N'oubliez pas messieurs et mesdames que l'on paye déjà une taxe qui rétribue majors/maisons de disques et artistes, cette taxe est sur les supports enregistrables, vierges (disques durs, CD/DVD vierges, etc.).

Alors la licence globale n'est qu'une continuité...

Anonyme a dit…

Je vous aurais volontiers répondu plus longuement mais j'ai eu pas mal de boulot avec la journée autour des blogs où l'on a pas mal parlé des droits d'auteur. Je ne tiens pas à faire abstraction des musiciens et producteurs de musique mais je pense que le débat est crispé autour de la forme numérique de la musique et que les éléments manquent, y compris pour eux, y compris pour ceux que j'apprécie et dont je me sens intellectuellement proche.
C'est moi qui ai écrit le mot imagination dans un commentaire parce que je pense que ça manque autour de ce sujet.
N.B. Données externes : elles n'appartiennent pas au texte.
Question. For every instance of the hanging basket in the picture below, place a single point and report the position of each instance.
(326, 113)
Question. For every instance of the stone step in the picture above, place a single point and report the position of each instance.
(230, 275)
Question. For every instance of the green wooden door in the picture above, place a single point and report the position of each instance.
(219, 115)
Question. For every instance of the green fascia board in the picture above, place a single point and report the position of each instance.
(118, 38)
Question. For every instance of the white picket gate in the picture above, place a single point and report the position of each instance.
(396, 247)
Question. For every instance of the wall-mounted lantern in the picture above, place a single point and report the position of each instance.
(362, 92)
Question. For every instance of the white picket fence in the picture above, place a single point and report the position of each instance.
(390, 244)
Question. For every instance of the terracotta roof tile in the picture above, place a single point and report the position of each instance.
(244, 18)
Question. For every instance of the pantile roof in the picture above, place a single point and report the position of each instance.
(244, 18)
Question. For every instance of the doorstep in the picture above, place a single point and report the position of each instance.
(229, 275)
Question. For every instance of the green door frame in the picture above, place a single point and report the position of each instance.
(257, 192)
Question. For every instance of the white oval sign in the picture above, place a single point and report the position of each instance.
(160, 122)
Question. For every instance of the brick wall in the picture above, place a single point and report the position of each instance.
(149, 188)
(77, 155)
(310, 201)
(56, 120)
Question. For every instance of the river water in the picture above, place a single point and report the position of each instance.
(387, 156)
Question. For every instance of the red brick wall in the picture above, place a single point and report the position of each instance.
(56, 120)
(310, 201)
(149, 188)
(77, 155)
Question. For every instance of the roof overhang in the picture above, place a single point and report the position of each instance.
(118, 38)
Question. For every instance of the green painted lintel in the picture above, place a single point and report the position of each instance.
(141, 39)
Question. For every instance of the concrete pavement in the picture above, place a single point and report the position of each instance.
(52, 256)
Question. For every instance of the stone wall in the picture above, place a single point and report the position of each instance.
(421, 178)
Je vous renvoie, pour élargir, à la tribune publiée aujourd'hui dans Libération qui me semble intéressante ainsi qu'aux "12 prpositions" publiées sur Ratatium (vous les connaissez peut être ?) : http://www.ratiatum.com/news2776_Droit_d_auteur_12_propositions_pour_sortir_du_debat.html

Anonyme a dit…

ratiatum, les trolls du téléchargements, qui déboulent sur chaque blog où il y a un débat sur le téléchargement, notamment sur ceux des artistes, et qui, (désolée, c'est la vérité) traitent ces derniers de "faussement à gauche" et de faux révolutionnaires dans le meilleur des cas. J'irai voir leurs 12 propositions mais c'est vraiment pour vous faire plaisir, parce que je ne peux pas saquer leur individualisme forcené. Pour ma part, j'arrêt le débat ici, parce que sinon, on y sera encore à la trinité...
Clotilde

Anonyme a dit…

Tiens donc.
Figurez-vous que 13500 auteurs/artistes ont signé l'appel contre la licence globale, qui, même si elle a pris un gros coup cette semaine, peut toujours ressortir si on n'y fait pas attention.
Vous pouvez trouver la liste sur
http://www.sacem.fr/portailSacem/jsp/ep/contentView.do;jsessionid=EaSDDtD7xHiCmwg9kWByG2d2iCPGzbt0T1ZsQx0XEjdJgyEj1Vdf!1698786024?contentId=536887713&programId=536885451&pageTypeId=8584&contentType=EDITORIAL

si le lien, très compliqué, ne marche pas, tapez "appel contre la licence globale" dans google.

Parmi les signataires, comme ça en vitesse: Higelin, Lavilliers, Debout sur le Zinc, Bertignac, Têtes Raides, Little Bob, Moustaki, Noir Désir, Pierpoljak, Sergent Garcia, Sinsemilia, Thiefaine, Tiken Jah Fakoly, Tryo etc…, tous éminents de droite comme chacun sait (sic).